Despite his humble background, education was important to young Harold and his parents. He was educated at Oneida Stake Academy in Preston, Idaho, where he applied himself, especially to the study of music. He played the alto, French, and baritone horns. He was also involved in other extracurricular activities such as playing basketball, competing in debate tournaments, and reporting for the school newspaper.
After Oneida, Harold B. Lee earned a teaching certificate from the Albion State Normal School. The certificate required a fifteen-subject test and placed him in his first job—teaching a class of twenty-five students from first grade to eighth grade. He excelled, and at age eighteen he became the principal of a school.

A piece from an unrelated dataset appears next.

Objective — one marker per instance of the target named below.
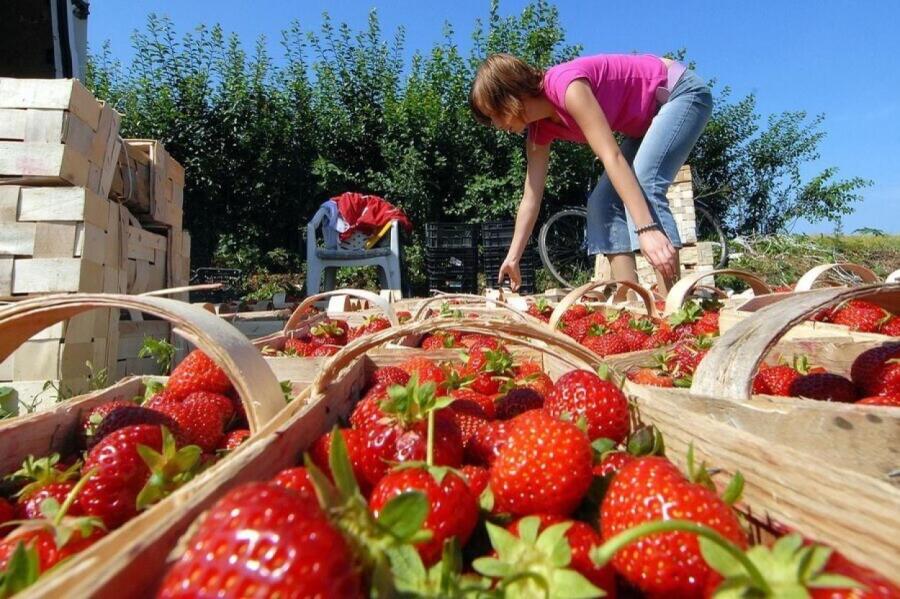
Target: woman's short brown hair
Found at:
(501, 83)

Harold B. Lee took time from his budding career to serve a mission to the Western States. There he met a sister missionary named Fern Lucinda Tanner. When they finished their missions, they began courting and were married in the Salt Lake Temple in 1923. They had two daughters, Maurine and Helen.

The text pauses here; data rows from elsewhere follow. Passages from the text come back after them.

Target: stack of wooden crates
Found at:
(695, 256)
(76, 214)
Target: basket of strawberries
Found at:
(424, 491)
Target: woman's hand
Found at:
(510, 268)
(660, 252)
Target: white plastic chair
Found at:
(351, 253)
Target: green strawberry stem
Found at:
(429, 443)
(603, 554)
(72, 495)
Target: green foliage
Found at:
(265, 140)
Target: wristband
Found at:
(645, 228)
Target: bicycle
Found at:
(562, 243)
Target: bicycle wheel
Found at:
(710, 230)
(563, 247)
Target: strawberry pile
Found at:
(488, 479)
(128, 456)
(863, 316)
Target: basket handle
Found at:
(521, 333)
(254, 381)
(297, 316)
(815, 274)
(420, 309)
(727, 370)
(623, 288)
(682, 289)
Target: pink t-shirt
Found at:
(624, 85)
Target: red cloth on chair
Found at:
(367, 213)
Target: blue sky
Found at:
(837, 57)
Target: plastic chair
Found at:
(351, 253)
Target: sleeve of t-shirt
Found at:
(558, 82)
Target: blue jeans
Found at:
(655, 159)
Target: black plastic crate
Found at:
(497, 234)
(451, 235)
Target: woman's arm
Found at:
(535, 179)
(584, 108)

When he was thirty-three years old, Harold B. Lee was appointed to fill the vacancy in the Salt Lake City Commission, where he was assigned to the Department of Streets and Public Improvements. He was later elected to that same position, and many Utah citizens encouraged him to run for higher offices such as governor or senator. He declined and instead spent most of his time in Church service.

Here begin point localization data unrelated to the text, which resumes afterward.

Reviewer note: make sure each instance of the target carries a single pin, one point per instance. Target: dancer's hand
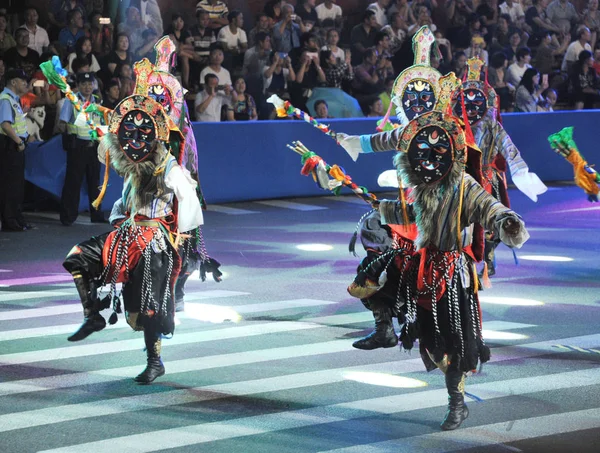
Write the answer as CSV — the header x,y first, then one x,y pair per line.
x,y
351,143
512,227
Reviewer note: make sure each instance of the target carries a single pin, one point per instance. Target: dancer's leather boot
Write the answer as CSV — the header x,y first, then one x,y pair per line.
x,y
92,319
384,335
154,367
457,409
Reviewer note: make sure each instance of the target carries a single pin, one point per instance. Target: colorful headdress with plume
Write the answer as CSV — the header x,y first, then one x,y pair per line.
x,y
415,90
479,96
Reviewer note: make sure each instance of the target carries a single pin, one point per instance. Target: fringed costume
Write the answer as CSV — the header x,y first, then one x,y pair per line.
x,y
498,152
142,252
440,163
166,89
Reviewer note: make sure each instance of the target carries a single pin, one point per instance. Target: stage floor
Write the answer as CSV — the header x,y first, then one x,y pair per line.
x,y
284,377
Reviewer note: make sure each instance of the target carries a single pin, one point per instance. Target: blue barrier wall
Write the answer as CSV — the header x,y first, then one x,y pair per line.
x,y
249,160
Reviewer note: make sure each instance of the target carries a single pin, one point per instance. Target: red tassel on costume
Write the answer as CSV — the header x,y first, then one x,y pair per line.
x,y
485,279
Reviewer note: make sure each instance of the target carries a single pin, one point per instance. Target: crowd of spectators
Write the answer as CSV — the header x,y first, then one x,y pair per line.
x,y
540,54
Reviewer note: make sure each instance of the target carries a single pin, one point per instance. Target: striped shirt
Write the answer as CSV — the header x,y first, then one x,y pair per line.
x,y
216,11
202,39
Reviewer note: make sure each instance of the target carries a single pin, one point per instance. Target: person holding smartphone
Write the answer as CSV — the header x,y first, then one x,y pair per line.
x,y
13,141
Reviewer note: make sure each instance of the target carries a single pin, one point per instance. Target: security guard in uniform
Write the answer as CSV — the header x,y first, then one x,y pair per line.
x,y
82,158
13,141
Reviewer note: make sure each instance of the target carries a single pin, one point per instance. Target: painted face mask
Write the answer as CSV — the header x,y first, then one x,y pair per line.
x,y
418,98
430,154
475,105
161,95
136,135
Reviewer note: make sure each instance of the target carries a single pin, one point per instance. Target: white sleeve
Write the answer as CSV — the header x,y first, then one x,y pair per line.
x,y
189,214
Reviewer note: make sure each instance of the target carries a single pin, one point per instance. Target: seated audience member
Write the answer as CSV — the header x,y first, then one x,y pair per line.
x,y
277,74
576,47
375,108
69,35
244,107
362,36
217,13
548,101
215,67
332,39
112,94
369,75
477,49
286,32
516,70
335,72
21,56
83,49
585,82
529,92
185,52
261,26
233,37
496,78
38,37
119,55
459,64
100,34
211,100
202,39
329,10
6,39
545,54
305,10
257,56
126,80
321,109
397,31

Harold B. Lee presided over Salt Lake’s Pioneer Stake as the youngest stake president to that point. When the Great Depression hit, he found that half of his stake had become unemployed. In response to their needs, he established a welfare system, making use of the bishop’s storehouse. That welfare program was eventually adapted for use throughout the entire Church, and Harold B. Lee became its managing director.
In 1941 Harold B. Lee was called to the Quorum of the Twelve. Twenty years into his service, his wife Fern passed away. The following year, he married Freda Joan Jensen, whose companionship blessed him until his own death. In 1972 he became the eleventh president of The Church of Jesus Christ of Latter-day Saints. He served in that capacity for just over a year before passing away in December 1973 at the age of seventy-four. In his time as a general authority, President Lee traveled thousands of miles to visit missionaries and members in Asia, South America, and other areas of the world.
During a period of time spanning over a quarter of a century, President Harold B. Lee visited and spoke at Brigham Young University many times. He spoke boldly of the responsibilities and blessings that come from being covenant children of God. His testimony and admonition to “be loyal to the royal within you” continue to inspire members of the Church worldwide.